And books hold. Books hold words. Traditionally, they held a history as they preserved sacred teachings, ideas and stories of past cultures and practices.
I don’t remember when I first touched a book. They’ve always been around. I do remember the stories and poems my mother read to me, to my brothers, and my twin sister when we were children. I remember how the words came alive as she read them in animated and playful ways. They became more than the flat two-dimensional shapes and lines on a page of a book. I felt them bounce in my head and throughout my body.

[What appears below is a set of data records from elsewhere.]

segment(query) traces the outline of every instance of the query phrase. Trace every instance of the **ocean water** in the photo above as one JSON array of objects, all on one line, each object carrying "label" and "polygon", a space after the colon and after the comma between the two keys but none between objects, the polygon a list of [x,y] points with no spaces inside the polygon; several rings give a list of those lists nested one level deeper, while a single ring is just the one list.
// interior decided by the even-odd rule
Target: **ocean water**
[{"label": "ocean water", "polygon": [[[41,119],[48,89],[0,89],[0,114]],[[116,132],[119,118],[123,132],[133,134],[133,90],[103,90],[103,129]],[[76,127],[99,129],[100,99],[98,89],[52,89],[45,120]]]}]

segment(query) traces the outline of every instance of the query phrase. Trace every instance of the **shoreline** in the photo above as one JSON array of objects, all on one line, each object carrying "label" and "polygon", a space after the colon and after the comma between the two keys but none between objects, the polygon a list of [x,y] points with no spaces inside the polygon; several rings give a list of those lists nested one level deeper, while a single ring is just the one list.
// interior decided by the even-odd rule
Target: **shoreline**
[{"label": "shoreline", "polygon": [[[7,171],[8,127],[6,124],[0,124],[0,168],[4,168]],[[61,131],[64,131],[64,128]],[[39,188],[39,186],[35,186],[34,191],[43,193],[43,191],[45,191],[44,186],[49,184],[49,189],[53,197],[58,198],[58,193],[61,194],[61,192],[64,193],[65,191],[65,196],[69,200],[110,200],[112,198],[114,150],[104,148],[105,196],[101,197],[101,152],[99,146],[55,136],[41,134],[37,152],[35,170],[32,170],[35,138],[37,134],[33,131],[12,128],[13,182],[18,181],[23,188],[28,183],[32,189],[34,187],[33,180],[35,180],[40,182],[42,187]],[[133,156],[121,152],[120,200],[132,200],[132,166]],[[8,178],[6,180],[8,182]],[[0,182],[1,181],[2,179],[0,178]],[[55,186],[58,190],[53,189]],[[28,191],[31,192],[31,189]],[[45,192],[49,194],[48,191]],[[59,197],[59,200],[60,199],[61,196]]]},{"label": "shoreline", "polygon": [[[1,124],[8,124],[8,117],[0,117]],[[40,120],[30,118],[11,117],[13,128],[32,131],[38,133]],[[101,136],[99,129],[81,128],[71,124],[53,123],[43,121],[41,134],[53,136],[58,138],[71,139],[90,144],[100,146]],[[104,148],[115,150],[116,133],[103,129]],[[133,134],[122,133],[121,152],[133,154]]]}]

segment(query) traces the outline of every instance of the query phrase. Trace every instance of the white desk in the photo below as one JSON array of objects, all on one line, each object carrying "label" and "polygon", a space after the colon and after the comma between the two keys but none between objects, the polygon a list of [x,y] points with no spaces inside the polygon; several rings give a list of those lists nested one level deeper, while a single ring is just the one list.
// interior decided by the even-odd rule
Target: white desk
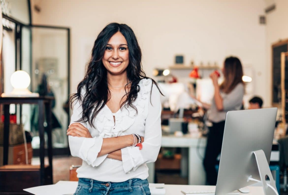
[{"label": "white desk", "polygon": [[[78,185],[77,181],[60,181],[54,185],[39,186],[27,189],[26,191],[37,195],[60,195],[65,194],[67,195],[72,195],[75,192]],[[165,185],[166,195],[184,195],[181,190],[215,191],[215,186],[189,186],[188,185]],[[262,186],[248,187],[250,190],[249,193],[242,194],[244,195],[264,195]],[[61,192],[59,192],[61,189]]]},{"label": "white desk", "polygon": [[[190,185],[205,184],[205,172],[202,165],[203,159],[197,155],[197,150],[201,156],[204,157],[206,141],[206,137],[192,137],[189,135],[181,137],[174,135],[162,136],[161,147],[182,148],[181,175],[187,176],[188,173],[188,184]],[[199,149],[197,148],[198,144]],[[148,163],[147,166],[149,169],[148,181],[150,183],[154,183],[154,163]]]},{"label": "white desk", "polygon": [[[261,186],[249,186],[250,190],[249,193],[240,193],[240,194],[246,195],[264,195],[263,188]],[[215,186],[189,186],[188,185],[165,185],[166,195],[184,195],[181,192],[181,190],[203,190],[215,191]]]}]

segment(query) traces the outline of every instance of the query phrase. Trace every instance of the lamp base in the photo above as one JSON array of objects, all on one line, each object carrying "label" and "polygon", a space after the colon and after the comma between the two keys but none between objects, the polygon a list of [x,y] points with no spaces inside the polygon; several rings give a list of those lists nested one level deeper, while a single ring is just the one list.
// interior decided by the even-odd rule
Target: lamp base
[{"label": "lamp base", "polygon": [[25,89],[14,89],[10,93],[3,93],[1,94],[2,98],[10,97],[13,98],[23,98],[39,97],[38,93],[33,93],[26,88]]}]

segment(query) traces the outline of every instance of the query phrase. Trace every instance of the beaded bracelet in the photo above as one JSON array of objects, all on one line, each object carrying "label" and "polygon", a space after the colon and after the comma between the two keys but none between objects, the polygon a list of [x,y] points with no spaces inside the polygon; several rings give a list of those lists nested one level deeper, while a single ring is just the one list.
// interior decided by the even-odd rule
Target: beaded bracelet
[{"label": "beaded bracelet", "polygon": [[134,134],[137,138],[137,139],[138,139],[138,143],[136,144],[136,146],[139,146],[139,150],[142,150],[143,146],[142,146],[142,144],[141,144],[141,137],[138,134]]},{"label": "beaded bracelet", "polygon": [[134,134],[132,134],[132,135],[133,136],[133,144],[132,144],[132,146],[130,146],[130,147],[135,147],[136,146],[136,145],[137,143],[137,141],[136,140],[137,139],[137,137]]}]

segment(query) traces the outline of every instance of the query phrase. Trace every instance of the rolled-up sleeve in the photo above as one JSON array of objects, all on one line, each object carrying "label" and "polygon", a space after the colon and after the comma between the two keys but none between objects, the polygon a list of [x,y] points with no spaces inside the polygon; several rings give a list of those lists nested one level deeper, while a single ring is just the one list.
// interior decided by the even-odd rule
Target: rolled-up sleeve
[{"label": "rolled-up sleeve", "polygon": [[139,147],[127,147],[121,149],[123,167],[125,173],[135,170],[145,163],[155,162],[157,159],[162,136],[160,93],[153,85],[148,104],[146,119],[144,142],[141,150]]},{"label": "rolled-up sleeve", "polygon": [[[70,124],[79,123],[87,128],[91,133],[92,128],[88,127],[88,125],[86,123],[77,122],[81,118],[83,110],[79,102],[79,100],[75,102]],[[71,155],[81,158],[92,167],[98,166],[107,157],[107,154],[97,157],[101,150],[103,142],[103,138],[101,137],[87,138],[69,135],[68,141]]]},{"label": "rolled-up sleeve", "polygon": [[230,110],[236,106],[240,106],[242,103],[245,92],[244,86],[239,83],[229,93],[223,97],[223,110]]}]

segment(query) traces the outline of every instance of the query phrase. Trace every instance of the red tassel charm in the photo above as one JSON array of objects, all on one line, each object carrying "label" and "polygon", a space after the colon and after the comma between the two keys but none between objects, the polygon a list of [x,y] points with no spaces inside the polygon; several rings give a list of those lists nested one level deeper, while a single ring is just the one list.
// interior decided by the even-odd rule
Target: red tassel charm
[{"label": "red tassel charm", "polygon": [[138,146],[139,147],[139,150],[142,150],[142,147],[143,146],[142,146],[142,144],[141,143],[138,143],[137,144],[136,144],[136,146]]}]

Books changed when I started school. I learned to read and then was assigned to read them with a specific intent in mind. That continued for years and I lost something in the process. It wasn’t until I made a book with my hands and with words of my choice did I grasp a deeper and multi-layered understanding of the words. And books became more; they became contained spaces that opened and moved through time as the pages turned, creating a rhythm of sorts.
Black and Blank chronicles an art education. I used the page on plans and rules of composition from John Sloan’s book, The Gist of Art, as a focus for the design. Each page represented a rule of composition with hand-lettered text arranged to function as an image.
I think of the accordion fold as a transitional book form because it can be read in different ways—like a book as a space with the temporal quality of turning the pages and also like a sculpture as object with angles for viewing.
Thoughts on Creating chronicles an art education. I reflected on the first line* of chapter 13 from Rudolph Arnheim’s book, Visual Thinking. The words lead me to think about “words” as a medium and “mediums” as ways to visually express words.
*“Thoughts need shape, and shape must be derived from some medium.”